I tuned the number of narrative paragraphs in each output to scale independently with chat salience and project salience — up to nine paragraphs for large, important conversations. The Markdown renderer was overhauled to produce readable narrative paragraphs rather than bullet lists. The end result is a batch-processed archive where every conversation has a clean, human-readable case-study-style note that accurately reflects what was actually done.

Web Portfolio Integration

With a clean archive of structured JSON notes in hand, the last step was putting them online. I built this site — a Next.js portfolio — to serve as the public face of the archive.
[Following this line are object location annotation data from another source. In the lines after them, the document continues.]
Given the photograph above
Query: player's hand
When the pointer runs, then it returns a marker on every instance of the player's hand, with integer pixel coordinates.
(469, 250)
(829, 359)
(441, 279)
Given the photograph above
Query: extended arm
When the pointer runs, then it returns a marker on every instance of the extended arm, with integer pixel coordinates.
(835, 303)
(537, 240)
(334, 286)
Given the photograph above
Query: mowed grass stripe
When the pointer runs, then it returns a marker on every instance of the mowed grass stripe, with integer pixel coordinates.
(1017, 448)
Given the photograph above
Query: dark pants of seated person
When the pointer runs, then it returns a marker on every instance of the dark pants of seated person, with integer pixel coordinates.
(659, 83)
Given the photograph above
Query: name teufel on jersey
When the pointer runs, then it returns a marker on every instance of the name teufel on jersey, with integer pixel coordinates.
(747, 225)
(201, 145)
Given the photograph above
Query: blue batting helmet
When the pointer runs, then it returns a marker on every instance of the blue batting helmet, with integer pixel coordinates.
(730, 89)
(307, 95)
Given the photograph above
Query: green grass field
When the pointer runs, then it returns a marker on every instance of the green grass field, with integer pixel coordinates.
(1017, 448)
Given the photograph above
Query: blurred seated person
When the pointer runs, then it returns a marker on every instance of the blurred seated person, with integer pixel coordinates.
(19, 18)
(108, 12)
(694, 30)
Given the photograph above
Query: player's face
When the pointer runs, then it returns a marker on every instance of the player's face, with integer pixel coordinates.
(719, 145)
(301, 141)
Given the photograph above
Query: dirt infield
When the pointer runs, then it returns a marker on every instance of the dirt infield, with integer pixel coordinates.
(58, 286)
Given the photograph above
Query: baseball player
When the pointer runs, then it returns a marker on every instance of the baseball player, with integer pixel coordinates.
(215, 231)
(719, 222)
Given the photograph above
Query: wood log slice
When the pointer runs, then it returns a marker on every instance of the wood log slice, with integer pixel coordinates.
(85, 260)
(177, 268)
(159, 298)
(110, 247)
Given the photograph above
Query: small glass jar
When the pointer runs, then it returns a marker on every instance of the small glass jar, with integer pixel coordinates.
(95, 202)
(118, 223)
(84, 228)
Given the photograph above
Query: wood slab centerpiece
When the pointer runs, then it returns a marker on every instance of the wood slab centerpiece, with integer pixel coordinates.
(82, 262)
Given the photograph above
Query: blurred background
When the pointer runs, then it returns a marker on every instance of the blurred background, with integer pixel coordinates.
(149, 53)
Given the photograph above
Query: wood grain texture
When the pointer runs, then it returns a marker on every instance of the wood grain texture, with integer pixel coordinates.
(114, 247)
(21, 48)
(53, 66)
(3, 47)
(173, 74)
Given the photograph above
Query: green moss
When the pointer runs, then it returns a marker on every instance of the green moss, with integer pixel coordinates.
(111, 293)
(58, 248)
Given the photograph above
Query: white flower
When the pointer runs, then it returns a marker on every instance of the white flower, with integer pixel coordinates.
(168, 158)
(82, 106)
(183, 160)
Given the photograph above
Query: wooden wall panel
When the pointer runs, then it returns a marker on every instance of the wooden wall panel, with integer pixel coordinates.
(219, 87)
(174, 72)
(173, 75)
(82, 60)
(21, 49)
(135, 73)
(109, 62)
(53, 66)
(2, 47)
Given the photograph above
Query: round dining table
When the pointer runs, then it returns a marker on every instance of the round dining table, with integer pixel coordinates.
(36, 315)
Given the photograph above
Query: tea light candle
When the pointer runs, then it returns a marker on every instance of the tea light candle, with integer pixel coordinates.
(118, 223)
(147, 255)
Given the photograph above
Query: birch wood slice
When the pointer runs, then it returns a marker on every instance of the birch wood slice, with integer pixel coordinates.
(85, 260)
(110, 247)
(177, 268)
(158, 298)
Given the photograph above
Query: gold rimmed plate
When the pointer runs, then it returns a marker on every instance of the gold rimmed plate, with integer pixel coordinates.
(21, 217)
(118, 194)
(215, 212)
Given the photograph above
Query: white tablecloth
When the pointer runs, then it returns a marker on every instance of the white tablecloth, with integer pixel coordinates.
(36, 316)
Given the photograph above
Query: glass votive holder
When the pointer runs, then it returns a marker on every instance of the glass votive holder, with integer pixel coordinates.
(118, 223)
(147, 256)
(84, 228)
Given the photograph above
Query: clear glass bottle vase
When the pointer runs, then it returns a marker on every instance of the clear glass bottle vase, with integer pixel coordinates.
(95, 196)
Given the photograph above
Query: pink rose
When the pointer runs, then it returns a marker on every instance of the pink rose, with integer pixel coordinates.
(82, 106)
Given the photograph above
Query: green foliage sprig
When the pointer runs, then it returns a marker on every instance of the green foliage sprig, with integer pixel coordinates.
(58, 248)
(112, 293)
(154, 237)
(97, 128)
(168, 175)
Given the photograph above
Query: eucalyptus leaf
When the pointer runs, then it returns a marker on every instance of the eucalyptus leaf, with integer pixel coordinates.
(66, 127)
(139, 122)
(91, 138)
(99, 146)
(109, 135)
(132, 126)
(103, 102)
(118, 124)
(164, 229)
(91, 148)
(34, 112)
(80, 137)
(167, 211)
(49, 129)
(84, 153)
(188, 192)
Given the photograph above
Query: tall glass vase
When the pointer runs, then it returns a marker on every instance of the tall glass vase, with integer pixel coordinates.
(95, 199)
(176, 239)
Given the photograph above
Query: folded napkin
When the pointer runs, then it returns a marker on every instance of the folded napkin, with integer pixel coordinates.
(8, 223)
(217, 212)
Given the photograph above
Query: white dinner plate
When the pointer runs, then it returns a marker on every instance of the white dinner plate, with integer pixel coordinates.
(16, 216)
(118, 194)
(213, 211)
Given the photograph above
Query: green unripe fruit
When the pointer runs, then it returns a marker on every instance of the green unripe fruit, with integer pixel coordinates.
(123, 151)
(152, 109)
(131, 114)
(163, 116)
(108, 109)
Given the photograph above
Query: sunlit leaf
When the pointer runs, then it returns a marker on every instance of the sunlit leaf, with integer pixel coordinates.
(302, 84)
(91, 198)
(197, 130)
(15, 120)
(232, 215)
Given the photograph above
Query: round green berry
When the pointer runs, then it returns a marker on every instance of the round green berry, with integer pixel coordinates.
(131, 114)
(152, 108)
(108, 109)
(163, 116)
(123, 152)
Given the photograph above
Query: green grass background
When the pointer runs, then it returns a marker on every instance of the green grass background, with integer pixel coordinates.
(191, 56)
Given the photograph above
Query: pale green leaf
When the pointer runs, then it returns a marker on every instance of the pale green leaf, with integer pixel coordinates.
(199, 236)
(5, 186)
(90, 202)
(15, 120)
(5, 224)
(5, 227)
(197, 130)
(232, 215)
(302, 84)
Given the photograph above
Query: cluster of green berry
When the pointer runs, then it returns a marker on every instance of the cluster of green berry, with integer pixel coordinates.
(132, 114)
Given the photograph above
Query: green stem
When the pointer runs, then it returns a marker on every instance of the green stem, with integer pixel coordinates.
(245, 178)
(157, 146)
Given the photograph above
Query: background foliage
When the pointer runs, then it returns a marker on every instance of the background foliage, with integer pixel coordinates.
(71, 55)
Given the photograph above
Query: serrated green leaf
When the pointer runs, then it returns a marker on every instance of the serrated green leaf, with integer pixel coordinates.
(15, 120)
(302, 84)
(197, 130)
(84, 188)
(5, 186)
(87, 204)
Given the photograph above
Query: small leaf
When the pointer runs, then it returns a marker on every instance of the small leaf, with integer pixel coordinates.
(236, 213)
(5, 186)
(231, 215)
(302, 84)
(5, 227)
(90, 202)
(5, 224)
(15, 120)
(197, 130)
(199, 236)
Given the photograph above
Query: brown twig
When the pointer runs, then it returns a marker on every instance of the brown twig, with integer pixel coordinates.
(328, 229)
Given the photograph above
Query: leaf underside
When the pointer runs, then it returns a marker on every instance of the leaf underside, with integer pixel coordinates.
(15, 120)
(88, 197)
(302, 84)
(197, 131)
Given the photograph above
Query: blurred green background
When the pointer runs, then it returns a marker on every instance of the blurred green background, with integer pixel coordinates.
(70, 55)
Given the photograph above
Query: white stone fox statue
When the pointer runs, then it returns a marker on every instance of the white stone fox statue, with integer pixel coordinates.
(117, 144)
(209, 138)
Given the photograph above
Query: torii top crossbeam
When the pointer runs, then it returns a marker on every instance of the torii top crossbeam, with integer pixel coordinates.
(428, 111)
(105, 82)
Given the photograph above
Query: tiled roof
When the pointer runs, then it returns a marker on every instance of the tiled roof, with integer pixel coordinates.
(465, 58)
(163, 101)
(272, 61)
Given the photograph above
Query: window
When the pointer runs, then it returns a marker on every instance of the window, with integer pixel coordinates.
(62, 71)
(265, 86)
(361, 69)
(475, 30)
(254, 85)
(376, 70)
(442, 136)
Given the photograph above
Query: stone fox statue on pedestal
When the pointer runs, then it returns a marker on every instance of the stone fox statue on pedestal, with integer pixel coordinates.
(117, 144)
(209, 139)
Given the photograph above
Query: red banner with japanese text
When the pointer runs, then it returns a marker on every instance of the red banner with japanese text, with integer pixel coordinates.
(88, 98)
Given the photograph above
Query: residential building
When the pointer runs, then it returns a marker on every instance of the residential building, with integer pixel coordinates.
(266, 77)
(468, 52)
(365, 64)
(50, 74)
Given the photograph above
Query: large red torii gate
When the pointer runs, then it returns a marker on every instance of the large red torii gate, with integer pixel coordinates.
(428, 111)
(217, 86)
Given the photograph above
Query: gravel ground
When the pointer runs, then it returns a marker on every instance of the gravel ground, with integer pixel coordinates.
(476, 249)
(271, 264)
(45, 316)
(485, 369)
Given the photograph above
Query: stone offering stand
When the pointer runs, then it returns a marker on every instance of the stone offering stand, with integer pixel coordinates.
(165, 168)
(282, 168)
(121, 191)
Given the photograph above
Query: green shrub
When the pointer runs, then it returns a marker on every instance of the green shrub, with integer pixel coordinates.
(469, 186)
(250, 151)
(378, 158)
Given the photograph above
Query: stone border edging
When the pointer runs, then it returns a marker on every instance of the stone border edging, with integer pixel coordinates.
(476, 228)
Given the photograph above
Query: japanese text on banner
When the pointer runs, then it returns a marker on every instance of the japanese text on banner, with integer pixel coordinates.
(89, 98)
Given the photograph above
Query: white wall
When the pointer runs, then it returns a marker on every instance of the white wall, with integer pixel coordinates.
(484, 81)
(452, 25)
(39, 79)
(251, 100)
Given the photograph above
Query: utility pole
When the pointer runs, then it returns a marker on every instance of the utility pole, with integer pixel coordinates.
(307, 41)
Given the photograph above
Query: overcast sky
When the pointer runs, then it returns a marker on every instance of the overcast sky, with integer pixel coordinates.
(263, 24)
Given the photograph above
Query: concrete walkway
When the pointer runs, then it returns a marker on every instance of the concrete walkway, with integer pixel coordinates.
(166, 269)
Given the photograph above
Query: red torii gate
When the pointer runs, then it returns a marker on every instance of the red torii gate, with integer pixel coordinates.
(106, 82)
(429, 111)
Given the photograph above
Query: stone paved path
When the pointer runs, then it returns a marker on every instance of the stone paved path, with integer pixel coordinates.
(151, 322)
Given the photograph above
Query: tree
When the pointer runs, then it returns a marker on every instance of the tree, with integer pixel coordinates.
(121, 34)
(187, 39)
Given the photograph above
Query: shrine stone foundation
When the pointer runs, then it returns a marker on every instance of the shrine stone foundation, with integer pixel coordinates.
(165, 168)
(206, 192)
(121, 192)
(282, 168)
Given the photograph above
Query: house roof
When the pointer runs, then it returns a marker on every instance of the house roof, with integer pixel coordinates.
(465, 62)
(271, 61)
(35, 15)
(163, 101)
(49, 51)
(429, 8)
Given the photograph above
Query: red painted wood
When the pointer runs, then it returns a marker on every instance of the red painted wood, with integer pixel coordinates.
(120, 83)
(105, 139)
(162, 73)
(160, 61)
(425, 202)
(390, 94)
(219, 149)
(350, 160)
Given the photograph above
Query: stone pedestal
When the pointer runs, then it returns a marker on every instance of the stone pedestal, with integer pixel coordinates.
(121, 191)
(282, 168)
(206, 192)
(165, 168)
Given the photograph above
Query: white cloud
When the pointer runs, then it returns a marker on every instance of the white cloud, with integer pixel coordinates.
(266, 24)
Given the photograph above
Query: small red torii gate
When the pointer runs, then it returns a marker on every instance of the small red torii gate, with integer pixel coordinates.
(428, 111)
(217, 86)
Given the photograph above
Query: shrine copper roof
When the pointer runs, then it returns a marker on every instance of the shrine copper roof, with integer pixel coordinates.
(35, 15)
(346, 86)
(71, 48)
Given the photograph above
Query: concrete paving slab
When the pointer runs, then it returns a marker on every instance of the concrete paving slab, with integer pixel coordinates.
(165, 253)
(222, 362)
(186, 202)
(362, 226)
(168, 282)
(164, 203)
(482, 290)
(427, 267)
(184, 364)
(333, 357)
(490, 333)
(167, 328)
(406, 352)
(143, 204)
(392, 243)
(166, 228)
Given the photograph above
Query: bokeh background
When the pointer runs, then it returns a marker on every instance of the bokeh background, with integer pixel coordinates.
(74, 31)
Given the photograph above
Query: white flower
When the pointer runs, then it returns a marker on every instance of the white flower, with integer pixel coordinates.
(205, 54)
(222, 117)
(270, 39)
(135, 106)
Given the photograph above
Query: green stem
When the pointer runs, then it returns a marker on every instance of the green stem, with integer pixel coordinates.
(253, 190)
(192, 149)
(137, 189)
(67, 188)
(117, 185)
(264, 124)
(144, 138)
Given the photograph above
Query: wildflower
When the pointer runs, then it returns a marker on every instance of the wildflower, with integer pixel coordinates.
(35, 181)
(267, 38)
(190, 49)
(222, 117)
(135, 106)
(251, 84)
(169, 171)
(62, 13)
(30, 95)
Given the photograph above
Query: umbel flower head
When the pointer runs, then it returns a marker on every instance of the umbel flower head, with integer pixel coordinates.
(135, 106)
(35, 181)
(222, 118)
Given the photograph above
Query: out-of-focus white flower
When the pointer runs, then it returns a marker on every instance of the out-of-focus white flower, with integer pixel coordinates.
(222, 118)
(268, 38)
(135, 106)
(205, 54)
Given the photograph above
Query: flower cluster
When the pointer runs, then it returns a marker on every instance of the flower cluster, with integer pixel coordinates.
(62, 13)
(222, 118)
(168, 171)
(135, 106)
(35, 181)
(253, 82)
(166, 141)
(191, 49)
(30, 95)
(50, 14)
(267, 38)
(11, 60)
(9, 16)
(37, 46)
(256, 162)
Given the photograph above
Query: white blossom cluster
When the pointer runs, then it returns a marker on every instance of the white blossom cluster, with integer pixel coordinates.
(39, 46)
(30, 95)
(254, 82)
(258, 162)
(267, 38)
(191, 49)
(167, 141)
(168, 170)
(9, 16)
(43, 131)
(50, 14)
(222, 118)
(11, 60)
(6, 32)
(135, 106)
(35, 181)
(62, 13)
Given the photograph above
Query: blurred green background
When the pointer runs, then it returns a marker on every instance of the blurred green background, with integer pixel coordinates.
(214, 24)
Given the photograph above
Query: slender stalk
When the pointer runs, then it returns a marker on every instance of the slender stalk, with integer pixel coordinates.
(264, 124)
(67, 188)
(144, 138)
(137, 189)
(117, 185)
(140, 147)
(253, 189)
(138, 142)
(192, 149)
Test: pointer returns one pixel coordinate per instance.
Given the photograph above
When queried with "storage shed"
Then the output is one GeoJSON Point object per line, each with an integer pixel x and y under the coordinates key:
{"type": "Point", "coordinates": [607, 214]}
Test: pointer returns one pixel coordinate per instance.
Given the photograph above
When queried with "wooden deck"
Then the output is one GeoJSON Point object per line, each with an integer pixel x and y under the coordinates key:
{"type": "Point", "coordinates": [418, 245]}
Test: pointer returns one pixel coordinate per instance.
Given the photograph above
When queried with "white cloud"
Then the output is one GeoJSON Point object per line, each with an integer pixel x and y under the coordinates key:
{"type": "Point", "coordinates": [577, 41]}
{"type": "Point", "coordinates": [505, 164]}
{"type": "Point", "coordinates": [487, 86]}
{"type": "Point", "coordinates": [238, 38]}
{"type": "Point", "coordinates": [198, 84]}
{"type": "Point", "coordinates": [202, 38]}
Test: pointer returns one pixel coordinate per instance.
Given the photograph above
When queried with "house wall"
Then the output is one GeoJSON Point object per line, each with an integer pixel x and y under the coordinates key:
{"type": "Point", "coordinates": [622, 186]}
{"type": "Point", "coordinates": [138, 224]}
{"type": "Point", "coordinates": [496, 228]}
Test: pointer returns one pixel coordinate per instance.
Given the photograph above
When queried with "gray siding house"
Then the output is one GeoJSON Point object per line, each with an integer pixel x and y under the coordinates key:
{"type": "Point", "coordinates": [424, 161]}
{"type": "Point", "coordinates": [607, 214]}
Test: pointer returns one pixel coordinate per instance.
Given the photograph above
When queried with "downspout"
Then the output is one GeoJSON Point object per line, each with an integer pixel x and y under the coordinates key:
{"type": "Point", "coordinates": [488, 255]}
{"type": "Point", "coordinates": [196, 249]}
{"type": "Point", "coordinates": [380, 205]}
Each JSON file produced by the pipeline maps directly to a project page, with sections, tags, tools, and skills rendered automatically from the data. A manifest file controls what's published and what stays private, and an admin panel makes it easy to review drafts, edit content, and merge notes from multiple sessions on the same project. The pipeline that started as a personal organization tool became the content engine for the site you're reading now.

Topics covered

Obsidian — Local-first knowledge base used to store, index, and search all conversation analyses and project notes.
OpenAI API — Called in both map and reduce steps to analyze conversation chunks and return structured JSON summaries.
Python — Used for all scripting: data import, chunking, map-reduce orchestration, clustering, tag cleaning, and Markdown export.

Skills

Status

Complete. The pipeline is stable and the full archive has been processed. Modular design makes it easy to re-run with new prompts.